Thursday, April 27, 2017

Oberlin News Center

Julia Skrovan has been awarded a two-year Shansi Fellowship to Indonesia. 
Photo By Jennifer Manna

Julia Skrovan ’15 has been awarded a two-year Shansi Fellowship to Indonesia. For her fellowship, Skrovan will teach English and lend writing support to undergraduate and graduate students at Syiah Kuala University in Banda Aceh. She will additionally spend time teaching for the master's program in the English education section of Teacher Training and Education at the university.

While an undergraduate at Oberlin, the geology major and politics minor worked as a teaching assistant for several geology courses, the marketing assistant for the Oberlin College Career Center, and the advertising manager for the Oberlin Review. She also sprinted and threw javelin for Oberlin College Track & Field and served as a compost coordinator for the resource conservation team her first and second years.

Skrovan has worked as the geographic information systems (GIS) research assistant for the geology department since graduating in spring 2015. In that role, she supported faculty and student research across departments related to spatial analysis and mapmaking using various GIS programs, GPS and surveying equipment, and ground penetrating radar (GPR). She also taught the GIS winter-term course, served as a teaching assistant for hydrogeology and GIS courses, and co-taught an ExCo on data visualization and communication.

Skrovan says she applied to this fellowship to strengthen and challenge her understanding of other cultures, histories, and what it means to enter a community as a visitor, a teacher, and a scientist. Banda Aceh, she says, has a particularly dynamic history of human and environmental conflict, both of which have challenged its cultural inertia and adaptability. “My interests in geology and politics stem from a desire to explore that type of balanced friction: great levels of change coupled with endurance,” Skrovan says.

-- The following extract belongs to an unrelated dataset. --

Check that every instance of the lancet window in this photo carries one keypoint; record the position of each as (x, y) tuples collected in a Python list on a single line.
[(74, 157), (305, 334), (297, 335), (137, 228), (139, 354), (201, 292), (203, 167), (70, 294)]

Outside of her fellowship, Skrovan says she hopes to become involved with local scientists working on projects related to natural hazards and the environment and to engage in a variety of cultural learning. She says immersion in new cultures “at once reveals and deconstructs otherwise imperceptible boundaries I have drawn; boundaries that confine me to a certain American understanding of how to live in the world and interact with the people in it.” She will travel to Indonesia in June to complete a two-month language immersion course at Alam Bahasa Indonesia Language School in Yogyakarta before relocating to Banda Aceh.